I have been working on Apache Beam for a couple of days. I wanted to quickly iterate on the application I am working and make sure the pipeline I am building is error free. In spark we can use sc.parallelise
and when we apply some action we get the value that we can inspect.
Similarly when I was reading about Apache Beam, I found that we can create a PCollection
and work with it using following syntax
with beam.Pipeline() as pipeline:
lines = pipeline | beam.Create(["this is test", "this is another test"])
word_count = (lines
| "Word" >> beam.ParDo(lambda line: line.split(" "))
| "Pair of One" >> beam.Map(lambda w: (w, 1))

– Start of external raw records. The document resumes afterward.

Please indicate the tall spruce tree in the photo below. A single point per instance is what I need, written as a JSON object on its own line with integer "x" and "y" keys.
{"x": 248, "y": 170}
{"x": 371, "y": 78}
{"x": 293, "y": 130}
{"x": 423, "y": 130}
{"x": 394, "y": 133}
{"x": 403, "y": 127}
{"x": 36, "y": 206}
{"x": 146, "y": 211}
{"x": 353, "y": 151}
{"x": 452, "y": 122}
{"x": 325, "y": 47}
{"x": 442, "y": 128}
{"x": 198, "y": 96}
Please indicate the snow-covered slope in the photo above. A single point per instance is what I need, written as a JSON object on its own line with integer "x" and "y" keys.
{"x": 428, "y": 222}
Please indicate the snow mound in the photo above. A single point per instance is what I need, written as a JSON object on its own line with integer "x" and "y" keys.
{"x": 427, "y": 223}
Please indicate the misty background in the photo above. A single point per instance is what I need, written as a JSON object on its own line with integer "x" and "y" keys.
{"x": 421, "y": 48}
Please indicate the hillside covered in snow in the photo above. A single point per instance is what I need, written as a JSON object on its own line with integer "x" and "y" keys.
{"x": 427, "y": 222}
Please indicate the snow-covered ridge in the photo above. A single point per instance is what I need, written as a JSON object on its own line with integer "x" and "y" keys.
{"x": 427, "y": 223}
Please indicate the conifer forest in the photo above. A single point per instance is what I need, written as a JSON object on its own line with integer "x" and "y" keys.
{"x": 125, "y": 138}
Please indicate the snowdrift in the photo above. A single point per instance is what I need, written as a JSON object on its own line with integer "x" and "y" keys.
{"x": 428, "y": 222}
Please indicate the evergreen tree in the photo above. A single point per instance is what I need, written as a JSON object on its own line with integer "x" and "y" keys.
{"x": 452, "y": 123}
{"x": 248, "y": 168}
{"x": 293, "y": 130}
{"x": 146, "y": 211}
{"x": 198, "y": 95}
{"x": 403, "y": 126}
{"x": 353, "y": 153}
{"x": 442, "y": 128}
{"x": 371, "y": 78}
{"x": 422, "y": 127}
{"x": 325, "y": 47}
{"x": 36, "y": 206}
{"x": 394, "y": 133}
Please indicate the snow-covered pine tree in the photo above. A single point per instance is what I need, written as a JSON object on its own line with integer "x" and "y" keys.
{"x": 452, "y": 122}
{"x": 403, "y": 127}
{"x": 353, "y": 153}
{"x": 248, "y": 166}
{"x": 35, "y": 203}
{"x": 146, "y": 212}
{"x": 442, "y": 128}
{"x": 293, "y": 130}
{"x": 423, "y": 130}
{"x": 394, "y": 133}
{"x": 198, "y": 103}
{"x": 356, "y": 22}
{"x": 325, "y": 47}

| "Group" >> beam.GroupByKey()
| "Count" >> beam.Map(lambda (w, o): (w, sum(o))))
result = pipeline.run()
I actually wanted to print the result to console. But I couldn't find any documentation around it.
Is there a way to print the result to console instead of saving it to a file each time?
You don't need the temp list. In python 2.7 the following should be sufficient:
def print_row(row):
print row
(pipeline
| ...
| "print" >> beam.Map(print_row)
)
result = pipeline.run()
result.wait_until_finish()
In python 3.x, print
is a function so the following is sufficient:
(pipeline
| ...
| "print" >> beam.Map(print)
)
result = pipeline.run()
result.wait_until_finish()